Sound and alcohol blunts feelings of excitement and nervousness as students know they are on the brink of something
And all the while the staff with piles of marking looking ahead and wondering. Mr Smith, the economics teacher, standing in the drizzle in his leather patched sports jacket, smoking roll-ups, the supply teacher asking where they are up to and eyeing the door, the headmaster with a Cambridge MA that cost him nothing but is boasted of on the sign outside, Miss Hopkins, bright and breezy but resistant to approaches, Mr O’Connell, an atheist to the core, required to teach religion to those with a preference for flicking paper pellets with rubber bands and despite his time in the SAS with no power to enforce control, Mr Taylor who is in the union, writes the placards himself and sleeps alone.
So they say goodbye to those who are moving on, aware as they do that they’ll have to learn the names of a new lot when term comes round again, saying “keep in touch” and they won’t of course, except that they will be remembered by those who thought they would forget, remembered because they gave them a book, set time aside, urged them to apply, encouraged, encouraged.
Meanwhile, at home, the parents who have waited for the results and been full of pride are contemplating the implications after years of getting them up in the morning, going to sports days, competing too hard in the parents’ race, parent-teacher evenings, driving them to swimming and to friends’ houses, asked, sometimes, not to drop them off outside, their car being second-hand and growing lichen as though it were a mobile garden, and now here they are loading that car with everything they think is needed for a life elsewhere or that their son or daughter believes is necessary to life at all, then dropping them off at a campus they never knew themselves, being of the wrong generation and going to the wrong schools, arriving at a hall of residence brand new it seems and with other parents, in better cars, releasing their own offspring into the wild and already they feel they are being asked to leave as their brilliant child meets other brilliant children, except that they are no longer children and this is the moment they realise as much. Phone, email, Skype, they say, believing they will and they will for a while, and on the way back down the motorway, the car lighter now, except that their spirits are not and they do not speak except to say that he/she has never been away from home before and will they cope, knowing that they will and in some way fearing such for everything has changed in the course of their trip, and at last they are home, which is not quite the same as before, standing in his or her room, which they know will stay just as it is in the years to come, except that it will be empty now and their own relationship changed.

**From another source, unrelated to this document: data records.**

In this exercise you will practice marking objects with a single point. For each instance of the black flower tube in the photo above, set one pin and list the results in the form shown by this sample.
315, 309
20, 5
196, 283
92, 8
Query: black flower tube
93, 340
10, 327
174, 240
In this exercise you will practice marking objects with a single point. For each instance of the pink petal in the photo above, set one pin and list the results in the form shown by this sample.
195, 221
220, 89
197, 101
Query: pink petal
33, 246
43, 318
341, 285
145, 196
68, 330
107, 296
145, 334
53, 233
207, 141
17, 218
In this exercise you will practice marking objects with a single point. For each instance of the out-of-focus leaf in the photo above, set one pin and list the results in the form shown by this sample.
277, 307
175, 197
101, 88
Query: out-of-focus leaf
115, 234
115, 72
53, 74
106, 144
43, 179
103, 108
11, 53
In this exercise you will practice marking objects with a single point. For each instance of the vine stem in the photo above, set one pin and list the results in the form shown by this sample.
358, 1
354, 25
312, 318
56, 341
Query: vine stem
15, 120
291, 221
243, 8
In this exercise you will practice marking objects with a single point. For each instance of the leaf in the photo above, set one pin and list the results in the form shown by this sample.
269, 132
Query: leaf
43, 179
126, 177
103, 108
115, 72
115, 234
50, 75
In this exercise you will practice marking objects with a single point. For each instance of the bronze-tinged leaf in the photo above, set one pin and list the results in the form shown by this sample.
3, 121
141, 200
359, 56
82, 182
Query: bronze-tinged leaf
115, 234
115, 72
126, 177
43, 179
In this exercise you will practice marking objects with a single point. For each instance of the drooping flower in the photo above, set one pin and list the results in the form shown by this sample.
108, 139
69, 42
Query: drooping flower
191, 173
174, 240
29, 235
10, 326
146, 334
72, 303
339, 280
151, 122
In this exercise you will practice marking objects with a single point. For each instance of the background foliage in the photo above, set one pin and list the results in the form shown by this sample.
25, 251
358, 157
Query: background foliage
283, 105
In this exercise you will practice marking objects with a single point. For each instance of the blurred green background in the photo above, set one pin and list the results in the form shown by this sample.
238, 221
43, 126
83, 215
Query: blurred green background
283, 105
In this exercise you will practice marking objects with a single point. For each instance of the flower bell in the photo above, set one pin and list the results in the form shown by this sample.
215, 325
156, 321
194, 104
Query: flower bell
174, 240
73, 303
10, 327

At the university the local criminals are preparing for the annual harvest of laptops and phones as the security doors of residences are left propped open so that cases can be wheeled through; the campus chemist has a stockpile of free chlamydia kits; at the Freshers’ Fair clubs and societies collect fees from those who will never go along to meetings of the gay and lesbian rock climbing society; there is a gig at which the students’ union throbs with sound and alcohol blunts feelings of excitement and nervousness as they know they are on the brink of something but they don’t as yet know what; then it’s induction as they are told what to expect, avoid, embrace as first friends are found, the old boyfriends and girlfriends who they had promised to stay faithful to already figures from another world so that a few will now meet someone they will live with for the rest of their lives but never tell them such for who wants permanence when the world is new; then the first classes and a different kind of excitement not knowing that in years to come they will recall this time as no other and that their journey did, after all, have a destination.